IBMStreams / streamsx.topology

Develop streaming applications for IBM Streams in Python, Java & Scala.
http://ibmstreams.github.io/streamsx.topology
Apache License 2.0
29 stars 43 forks source link

I want to be able to join arbitrary streams, without going through a TWindow #93

Closed scotts closed 4 years ago

scotts commented 9 years ago

What I think I want is something like TStream<T>.join(TStream<U> other).

In LogWatch, I need to implement a deterministic join. That is, I want the results of my join to be independent of the tuple rates on either side of the join. The windows I need to maintain are also dependent not just on the data in that window, but on the data I see on the other stream. I cannot express this with the window clause in SPL. But, in SPL, because I can have arbitrary streams converge on different ports of an operator, I can implement my own ad-hoc windows and implement a deterministic join.

The SPL code for this is here: https://github.com/scotts/streamsx.demo.logwatch/blob/master/language/com.ibm.streamsx.demo.logwatch.language/DeterministicJoin.spl

What I'm doing there is not obvious. I'm maintaining partitioned windows for each stream (which is why I have a map that goes from an rstring to a list of tuples). When I receive a tuple on the RealTime side, I check to see if there is a match in logins, which is the window for the Successes side. If there is no match, then I add the RealTime tuple to the suspects. When I receive a tuple on the Successes side, I check to see if there is a match in suspects. If there is no match, then I add the Successes tuple to logins, so that it can be matched when/if I receive a tuple on the RealTime side.

Note that I evict tuples from the window for the RealTime side based on tuples seen on the Successes stream, which is something I cannot express using SPL window clauses.

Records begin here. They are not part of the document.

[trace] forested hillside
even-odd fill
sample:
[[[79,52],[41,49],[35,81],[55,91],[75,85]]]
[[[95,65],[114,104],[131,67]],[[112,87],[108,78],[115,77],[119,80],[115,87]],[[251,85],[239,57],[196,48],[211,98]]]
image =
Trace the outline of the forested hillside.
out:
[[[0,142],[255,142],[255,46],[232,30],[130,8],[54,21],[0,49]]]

I tried implementing this in the Java API, and I thought I was able to do it, but @hildrum and I just talked it over at length and convinced ourselves it does not work. My attempt is here: https://github.com/scotts/streamsx.demo.logwatch/blob/master/topology/src/streamsx/demo/logwatch/topology/DeterministicJoin.java

The technique that we came up with was to doing a TStream.join on both streams, and call TStream.last on the other stream. That way we had mirrored joins, and we did a TStream.union on the mirrored joins. That produces the correct results when I execute it, but we don't think it's guaranteed to do so.

We thoroughly confused ourselves (well, at least I was confused) by trying to reason about when tuples were received when, and when exactly we would see tuples on the TStream.last() window.

What convinced me that in the Java code, when I receive a failure tuple, I look for matches on the success side, but then I never store the failure tuple. And I can't, because the logic that needs to see that failure tuple lives in a completely different BiFunction, in a completely different join. Because I don't store that tuple, it's possible for me to miss matches.

My conclusion, then, is that I can't implement a deterministic join where I maintain my own windows. I think that an interface like TStream<T>.join(TStream<U> other) would allow me to do that. I'm not entirely sure how it would work - at first it seems like it would be okay for users to provide a BiFunction as before, but the problem is that interface does not provide a way for the user to know which side received the tuple. We could ask users to provide two BiFunctions, one for each side, but that may be going to much towards the SPL side. (Since they're essentially onTuple Left and onTuple Right.)

I know this may not be a high priority at the moment, as we're focusing on making the simple things simple, and this is not a simple thing.

ddebrunner commented 9 years ago

Maybe the correct approach is the ability to have a TWindow where the contents are defined as a function (somehow), so it's application defined what is in the window. That's been a customer request in SPL as well, but might be easier to do here.

ddebrunner commented 9 years ago

One option is to drop into the more complex Java primitive operator mode, so implement a Java primitive operator that performs the join, and then invoke it from the topology. Though that might have to wait until multiple ports are supported.

scotts commented 9 years ago

I was thinking it would make sense to have something like TStream<T>.last(Predicate<T> pred) to support some notion of delta-based windows. But that does not actually solve my current problem, because I need to define the contents for window A based on the tuples seen on window B. In order to do what I want to do, I need to have access to the tuples and windows for both A and B at the same time.

I had not considered a Java primitive - I did not look in detail on how to integrate one, but I did look a bit. I could see that being a workaround. Although that also opens up using an SPL operator as a workaround. An unspoken rule I was adhering to was only using the Java Topology API.